Launched in 2025 by UK recycling and waste management firm Mygroup and run on the ground by Fibershed Sri Lanka, the Exiled project is capturing the interest of local farmers increasingly disenfranchised by the debt trap and a reliance on agrochemicals necessary to produce the region’s common crops: rice, maize, and millet. Fluctuating prices and costly fertilizers mean many farmers are trapped in a debt cycle with banks, relying on loans to survive and barely making a profit. To break out of this system, Fibershed Sri Lanka is helping farmers to convert their farmland to regenerative cotton, with a focus on fair prices paid through a cooperative enterprise — a model that existed before Sri Lanka industrialized its economy in the 1970s.
The program is still in its infancy, but is already demonstrating the potential for raw material supply chains to deliver both social and environmental impact. Mygroup, which specializes in hard to recycle materials like textiles, began leasing a disused acre of farmland in February 2025 after its director, Steve Carrie, met Fibershed Sri Lanka country lead Thilina Premjayanth while on holiday the year prior. The pilot crop, which was produced by fusing regenerative farming techniques with ancient Chena cultivation practices, yielded 280 kilograms of cotton. It is now being woven into textiles at a handloom center in Kurunegala, northwest Sri Lanka, and bought by Mygroup’s ReFactory arm for its new brand — called Exiled, after the project — launching this week.
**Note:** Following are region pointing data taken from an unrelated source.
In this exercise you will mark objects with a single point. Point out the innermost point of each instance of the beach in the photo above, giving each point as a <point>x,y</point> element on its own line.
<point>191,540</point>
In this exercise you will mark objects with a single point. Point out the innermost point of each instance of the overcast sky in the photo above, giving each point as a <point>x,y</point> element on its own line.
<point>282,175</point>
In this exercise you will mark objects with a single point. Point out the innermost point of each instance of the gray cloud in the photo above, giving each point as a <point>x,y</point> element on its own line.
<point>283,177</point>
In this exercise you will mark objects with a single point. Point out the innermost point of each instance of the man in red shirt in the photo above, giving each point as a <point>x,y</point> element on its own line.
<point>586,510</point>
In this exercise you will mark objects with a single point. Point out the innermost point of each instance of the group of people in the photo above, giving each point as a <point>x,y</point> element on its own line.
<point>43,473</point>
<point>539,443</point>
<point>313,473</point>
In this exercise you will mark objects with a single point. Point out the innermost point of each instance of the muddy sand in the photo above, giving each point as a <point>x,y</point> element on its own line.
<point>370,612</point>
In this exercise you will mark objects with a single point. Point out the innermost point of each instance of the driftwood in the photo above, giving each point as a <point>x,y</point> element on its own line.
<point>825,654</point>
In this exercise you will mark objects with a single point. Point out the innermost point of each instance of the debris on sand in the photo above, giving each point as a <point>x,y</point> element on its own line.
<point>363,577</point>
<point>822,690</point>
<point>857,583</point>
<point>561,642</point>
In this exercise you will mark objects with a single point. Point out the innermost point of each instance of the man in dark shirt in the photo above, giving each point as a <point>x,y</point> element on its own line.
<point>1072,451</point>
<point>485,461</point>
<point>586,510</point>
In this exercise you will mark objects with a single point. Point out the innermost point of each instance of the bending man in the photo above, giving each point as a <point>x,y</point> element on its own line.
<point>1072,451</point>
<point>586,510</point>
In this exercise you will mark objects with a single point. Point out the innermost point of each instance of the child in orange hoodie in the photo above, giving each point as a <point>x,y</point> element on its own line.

The pilot acre and Exiled container, ready for the next season of seeds to be planted.
Photo: Megan Doyle
“Even if we hadn’t been able to get a crop of cotton, it was always going to be a success, because we left the soil in such better condition than we found it,” says Rebecca O’Leary, textiles manager at Mygroup. This year, Fibershed Sri Lanka has recruited 20 local farmers to expand the regenerative cotton program across 25 acres, and in 2027, it plans to reach 100 acres with 50 farmers. They’ve developed a cooperative, the Cotton Farmers’ Cooperative Society, to support participating farmers, training them on regenerative practices, providing interest-free loans to buy seeds and compost ingredients, and building a fund for sick pay and emergencies.
Soon, on-farm ginning and spinning hubs built from shipping containers will be operational, allowing farming families to process their own harvests, too. The cotton yarns will then be naturally dyed and woven into cloth locally, before being sent off to ReFactory’s Hull site in the UK for production into Exiled garments.